Don Quixote, Kennedy Center, June 22-26th
Posted 27 June 2005 - 11:18 AM
Posted 27 June 2005 - 01:21 PM
Posted 27 June 2005 - 01:41 PM
On the whole, I'd give Heather Ogden the edge over Sonia Rodriguez -- the risk-taking was clearer. And I was delighted to see her in yesterday's matinee after being dropped by the Merlin character toward the end of Saturday night's performance. I think Mladenov's Don grew in grandeur over the course of the week, and I liked Eric Ragan's Sancho Panza, particularly after sitting next to his mother on Saturday night. I can report that Sancho's mom is a nice woman from Texas. Anyhow, I had a great time. In the interests of full disclosure, I will reveal that apart from the ballet, the highlight of my week was at Suzanne's book signing on Saturday afternoon, when she blew me a kiss.

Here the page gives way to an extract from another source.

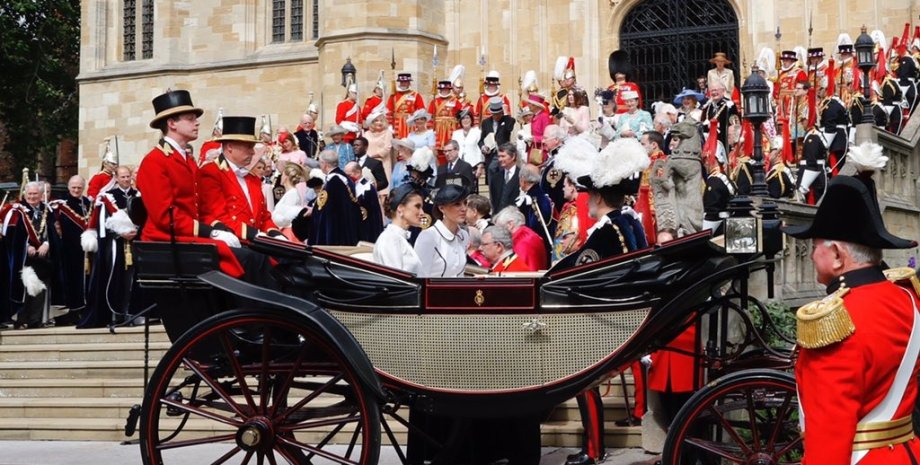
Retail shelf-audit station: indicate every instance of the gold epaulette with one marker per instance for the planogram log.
(824, 322)
(897, 275)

Posted 27 June 2005 - 04:32 PM
I'm touched by the blown kiss and very glad that you enjoyed yourself so much.
Posted 27 June 2005 - 06:18 PM
Someone should mention Zack Brown's name - he's the scenic designer - because, thanks to a discussion with a friend from New York who came down for the weekend and who helped me remember more of the first setting than the few black-and-white pictures do, I think his work in this is really better than Esteban Frances's orginals. For example, there was a staircase at the left before, just hidden by a curtain; Brown's stair is enclosed in a giant book, which Marcela opens very early in the ballet - Sancho Panza makes his entrance down it - and, very late, when Don Quixote is on his deathbed, she slowly closes it: The Don's reading is over. Considering the role the Don's reading plays in the plot, this is wonderful, compared to a mere curtain.
And my friend recalled for us how dead Frances's Act II was, but while Brown and Holly Hynes have retained the dominent color scheme - black trimmed in gold - the scene doesn't look dead to me - the light fixtures overhead, the metal details in the grand staircase (on the right in this scene) down which the guests arrive at the ball, indeed little glints of light play off the gold trim on the costumes of the aristocrats like echoes of the handsome fixtures above. (I could quibble about the tapestry behind the Duchess's throne, which is so "busy" the Don disappers into it when he stands motionless in front of it, but as my friend pointed out, the aristos pay him no attention either, until it suits them to taunt him, so it fits.) Anyway, for me, the ballet takes off when this scene begins - it's very attractive when we first see it, and the dancing is mostly better than in Act I, and there's more of it.
Not that Act I is nothing. It establishes the characters and the situation and it entertains, too, intermittently: I was delighted by the puppet show, richly imagined by someone who knew what children couldn't do, and didn't force that issue, and how much they could do, and exploited that, in the best sense of the word.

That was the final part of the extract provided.